A climate crisis

March 5, 2020

Aditi Borde
A single vehicle emits about 4.6 metric tons on average per year, according to the United States Environmental Protection Agency.

The Iowa City City Council voted to declare a climate crisis on Aug. 6. The council has challenged the city to curb the effects of climate change by adopting a strict plan consisting of reducing greenhouse gas emissions by 45% by 2030 and attempting to get to net zero emissions by 2050. 

“We want to play our role in reducing greenhouse gas emissions enough to avoid serious, long- term damage to human life or other life on Earth. That’s the big picture,” said Iowa City mayor Jim Throgmorton.

Though the plan may sound simplistic, Throgmorton knows that the issue requires a more complex solution.

“I think a key step is not to simply rely on math, saying, ‘Okay, in order to achieve our goal, we need a 45% reduction,’” Throgmorton said. “Instead, [we need] to ask the diverse public what  matters most to them.”

According to Throgmorton, the answer to this question lies in finances. Since the most effective ways to combat the climate crisis involve expensive investments like the installation of solar panels or better heating and cooling systems, the city is trying to find avenues to financially incentivize people in a way that benefits both the environment and their incomes.

“Some people might worry about the affordability of housing, which in part is directly related to the cost of utilities, like getting gas for heating, electricity, better conditions and so on,” Throgmorton said. “People might be very interested in reducing the amount of money they’re spending on utilities.”

One significant step that Iowa City is taking towards achieving their goals is the formation of a new Climate Action Coalition. The group will focus on advising citizens about what steps can be taken to combat climate change, as well as trying to get the public engaged in the plan.

“I think it’s really important not to rivet your attention on how bad things can be, but to instead focus on the opportunities created by the need to avoid those damages,” Throgmorton said. “If we face a climate crisis, we should respond as if it were a crisis.”

I think it’s really important not to rivet your attention on how bad things can be, but to instead focus on the opportunities created by the need to avoid those damages. If we face a climate crisis, we should respond as if it were a crisis.”

— Jim Throgmorton, Iowa City Mayor

Another route the city is taking to become more sustainable involves transportation. With the implementation of a bike share in the next year, Iowa City is working towards fulfilling the climate action plan that called for shifting 55% of transportation to sustainable options. 

Transportation Director Darian Nagle-Gamm headed this partnership with Gotcha Mobility, a transportation company. The bike share program will provide electric-assisted bikes located at convenient locations throughout downtown area. 

While this new addition could incentivize people to choose more sustainable options and provide them with easier access to them,  the bike share program alone will not have the capacity to eliminate all emissions due to the inevitable use of cars.

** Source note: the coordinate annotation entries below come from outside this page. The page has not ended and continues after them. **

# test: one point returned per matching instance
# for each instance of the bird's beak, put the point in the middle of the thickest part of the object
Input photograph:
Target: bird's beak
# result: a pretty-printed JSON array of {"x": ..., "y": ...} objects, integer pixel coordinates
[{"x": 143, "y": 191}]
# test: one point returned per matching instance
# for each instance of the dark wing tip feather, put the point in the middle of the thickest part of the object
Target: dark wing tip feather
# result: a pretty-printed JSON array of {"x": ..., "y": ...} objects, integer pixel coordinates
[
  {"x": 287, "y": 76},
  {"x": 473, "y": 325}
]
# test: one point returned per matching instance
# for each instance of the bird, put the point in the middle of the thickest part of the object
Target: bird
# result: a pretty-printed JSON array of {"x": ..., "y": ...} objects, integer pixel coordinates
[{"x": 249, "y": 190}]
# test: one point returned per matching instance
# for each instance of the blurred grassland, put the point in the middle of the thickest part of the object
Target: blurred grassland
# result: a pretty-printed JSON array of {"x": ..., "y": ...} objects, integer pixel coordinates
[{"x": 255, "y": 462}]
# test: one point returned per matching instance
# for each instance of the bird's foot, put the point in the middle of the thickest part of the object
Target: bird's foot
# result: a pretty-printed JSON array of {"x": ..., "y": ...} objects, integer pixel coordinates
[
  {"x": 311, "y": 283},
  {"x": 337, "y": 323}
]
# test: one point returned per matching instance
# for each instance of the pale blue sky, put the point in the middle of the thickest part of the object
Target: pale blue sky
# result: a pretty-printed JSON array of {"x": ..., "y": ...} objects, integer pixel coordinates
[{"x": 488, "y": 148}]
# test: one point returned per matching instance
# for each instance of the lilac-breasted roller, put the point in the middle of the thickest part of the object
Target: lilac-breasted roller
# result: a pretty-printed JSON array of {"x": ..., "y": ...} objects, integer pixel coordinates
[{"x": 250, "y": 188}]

4.6 metric tons is the average amount of CO2 that a single vehicle emits each year as stated by  the United States Environmental Protection Agency. At West High alone, 436 students have registered their vehicles for the school year. However, some of the West community opt to trade in their four wheels for two by eliminating the use of a car.

West science teacher Jeffery Conner initially began riding his bike to school because he didn’t own a car, but has continued to bike instead in an effort to become more environmentally-conscious.

Brenda Gao

“I’ve now been teaching for seven years, and I could get myself a car, but I have chosen not to,” Conner said. “I think that it’s good to have the exercise and it’s good to help the planet.”

Conner rides his bike year-round, from 90 degree heat to snow storms. Even when the weather is too dangerous to bike in, he utilizes public transportation all in an effort to reduce his carbon footprint as much as possible.

“I have a feeling that things are going to get a bit harder in the future as a result of climate change. I want to look back and know that I made choices that didn’t affect things as negatively as what some people did,” Conner said. “I know, though, that regardless of the fact that I bike, I’m still contributing to the climate change problem. The way that all of us live, our lives are not sustainable.”